Das Paper argumentiert wie gesagt ziemlich stringent, dass Äh und Ähm ganz normale Wörter sind. Das geht gegen einen Ukas des Gottvaters der moderneren Lingustik, Noam Chomsky, der sie (in etwa) als vorprachliche Oberflächenform von Verhakungen bei der Sprachproduktion angesehen hat. So sehr ich Chomsky als großen Vereinheitlicher der Theorie formaler Sprachen und klarsichtigen Beobachter „unserer“ Weltpolitik schätze: Ich schließe mich, glaube ich, dem modernen computerlinugistischen Mainstream an, wenn ich vermute, dass er sich bei der Untersuchung natürlicher Sprache meist vertan hat.
Ein sehr starkes Argument für die Worthypothese von Clark und Fox Tree ist zum Beispiel, dass verschiedene Sprachen verschiedene, na ja, Laute verwenden anstelle unseres Äh. Tabelle eins aus dem Paper gibt folgende Aufstellung:
Deutsch | äh, ähm |
Niederländisch | uh, um |
Schwedisch | eh, äh, ääh, m, mm, hmm, ööh, a, ööh |
Norwegisch | e, e=, e==, eh, eh=, m, m=, […], øhø, aj |
Spanisch | eh, em, este, pues |
Französisch | eu, euh, em, eh, oe, n, hein |
Hebräisch | eh, e-h, em, e-m, ah, a-m |
Japanisch | eeto, etto, ano, anoo, uun, uunto, konoo, sonoo, jaa |
(für Referenzen siehe die Arbeit selbst). Es heißt darin weiter:
Speakers of English as a second language often import the fillers from their first language – we have heard examples from native French, Hebrew, Turkish, and Spanish speakers – and that is one reason they continue to be heard as non-native speakers.
Während ich die langen eueueueu-s von FranzösInnen, die Englisch sprechen, bestätigen kann, ist mir leider noch niemand Spanischsprechendes begegnet, der/die mit „este“ verzögert hätte. Aber ich werde jetzt besser aufpassen. Jedenfalls: dass Ähms zwischen verschiedenen Sprachen verschieden, innerhalb der Sprachen aber recht konstant sind, schließt, soweit es mich betrifft, aus, dass Äh und Ähm vorsprachliche Fehlermarker sind.
Die anderen Argumente für die Worthypothese von Clark und Fox Tree sind vielleicht nicht durchweg vergleichbar stark.
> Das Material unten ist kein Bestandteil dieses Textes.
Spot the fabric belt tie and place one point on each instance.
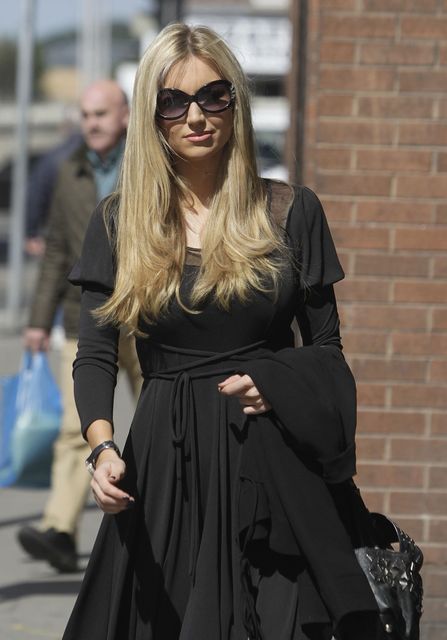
(182, 420)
Aber die AutorInnen wollten erkennbar einmal alle konventionellen Sprachebenen durchgehen und argumentieren deshalb auch phonologisch (sie sind normale englische Silben), mofphologisch (sie funktionieren auch als Klitika, können sich also an andere Wörter anlehnen: „und-äh”), mit Prosodie (sie fallen aus der Satzmelodie heraus, wie das etwa auch Einschübe wie diese Klammer machen), über die Syntax (hier folgen sie einfach anderen Interjektionen: Heissa!), über die Semantik (sie haben eine definierte Bedeutung, nämlich: jetzt kommt gleich eine kleinere oder größere Verzögerung im Sprechen) und über die Pragmatik, also die Frage: was wollen die Leute mit einem Äh bewirken?
Einen Eindruck von der Relevanz dieser letzten Frage mag gewinnen, wer im SWR2-Beitrag Mark Zuckerberg hört, wie er auf die Frage eines Kongressabgeordneten antwortet, ob er mitteilen wolle, in welchem Hotel er heute geschlafen habe:
Der Artikel untersucht diese pragmatischen Aspekte, speziell, was seit Grice Implikatur heißt, und bietet dazu alles Mögliche zwischen „ich habe noch was zu sagen, rede noch nicht rein“ bis „hilf mir und rede du weiter“. Im Fall von Zuckerberg – Facebook war 2002 übrigens noch dystopische Science Fiction – wäre das wohl „Ich tu wenigstens so, als müsste ich über diese Zumutung noch nachdenken“.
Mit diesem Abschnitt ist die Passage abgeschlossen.